Today, we’re looking at both the past and the future.
Astronomical timelines are so vast that “a short while ago” can refer to millions of years, but in this case, we’re going back billions of years to when the Universe was only about 350 million years old. Back then it was dark, really dark. There were no stars or galaxies, only neutral gas—mainly hydrogen—a residue of the Big Bang. That foggy period began to clear as atoms clumped together to form the first stars and the first quasars. During this period, called the reionization epoch, clusters of galaxies began to form, early ancestors to some of the most dense areas in the Universe today.
A team of scientists has discovered the most-distant high-density cluster of galaxies ever observed—so far back in time (when the Universe was only 770 million years old) that astronomers are referring to it as a protocluster, with that prefix “proto” suggesting that it was one of the first galaxy clusters to take shape. The study, published earlier this month in Nature, opens new avenues for understanding the evolution of galaxies and how clusters and structures form in the Universe.
Two Chilean observatories were used in the research. The initial findings were made by the Dark Energy Camera (“DECam” for short) mounted onto the Víctor M. Blanco four-meter Telescope at the Cerro Tololo Inter-American Observatory (CTIO). Then, spectra obtained with the 6.5-meter Magellan telescopes at Las Campanas Observatory (above image) confirmed the candidate galaxies.
According to Leopoldo Infante, Director of Las Campanas, the sky conditions at that location allow for these deep, high-resolution observations of very faint objects. “The Magellan telescopes, with their active optics and extremely sensitive spectrographs, allow us to observe galaxies whose light was emitted as early as 750 million years after the Big Bang.”

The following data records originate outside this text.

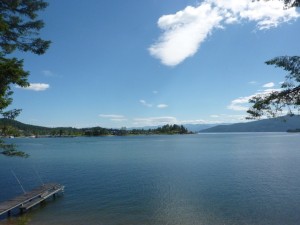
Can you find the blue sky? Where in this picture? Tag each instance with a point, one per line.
(139, 63)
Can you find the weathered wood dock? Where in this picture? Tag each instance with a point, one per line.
(30, 199)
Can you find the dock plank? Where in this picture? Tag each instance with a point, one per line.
(35, 196)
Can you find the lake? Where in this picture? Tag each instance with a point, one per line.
(209, 179)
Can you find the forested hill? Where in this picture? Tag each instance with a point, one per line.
(281, 124)
(15, 128)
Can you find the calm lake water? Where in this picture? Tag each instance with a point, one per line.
(189, 180)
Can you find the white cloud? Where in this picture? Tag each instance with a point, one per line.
(162, 106)
(269, 85)
(144, 103)
(36, 87)
(252, 82)
(47, 73)
(113, 117)
(186, 30)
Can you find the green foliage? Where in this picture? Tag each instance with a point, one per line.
(29, 130)
(286, 99)
(19, 30)
(19, 26)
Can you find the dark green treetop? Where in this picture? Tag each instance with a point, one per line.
(287, 98)
(19, 30)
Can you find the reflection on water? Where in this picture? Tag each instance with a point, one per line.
(192, 179)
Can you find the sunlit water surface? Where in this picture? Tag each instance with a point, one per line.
(189, 180)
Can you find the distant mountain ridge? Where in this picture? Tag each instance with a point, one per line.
(281, 124)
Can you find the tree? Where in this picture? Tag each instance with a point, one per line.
(285, 99)
(19, 30)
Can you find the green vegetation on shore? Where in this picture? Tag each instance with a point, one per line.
(17, 129)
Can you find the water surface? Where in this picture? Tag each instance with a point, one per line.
(189, 179)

Now on to the future, with a little hiccup… Just down the road from CTIO, the Gemini South telescope has been expecting an upgrade for its spectral observations. Early last year, key components of the Gemini High-resolution Optical SpecTrograph (GHOST) instrument left Canada in three 20-foot-long containers. They were still at sea when the COVID-19 pandemic hit, and eventually made their way to the Gemini South facility in the coastal town of La Serena, where they sat for eight months. They recently made the trek up the winding road from La Serena to Cerro Pachón, the site of Gemini South, where they continue to bide their time until the remainder of the instrument components arrive and teams from Australia and Canada are able to safely travel to Chile to assemble the instrument.
GHOST will play a key role at Gemini South. It will be used for a broad range of applications including understanding the chemical evolution of the Universe, our galaxy, and individual stellar systems, plus it will aid in the confirmation and characterization of exoplanet systems. We can’t wait to write about those discoveries!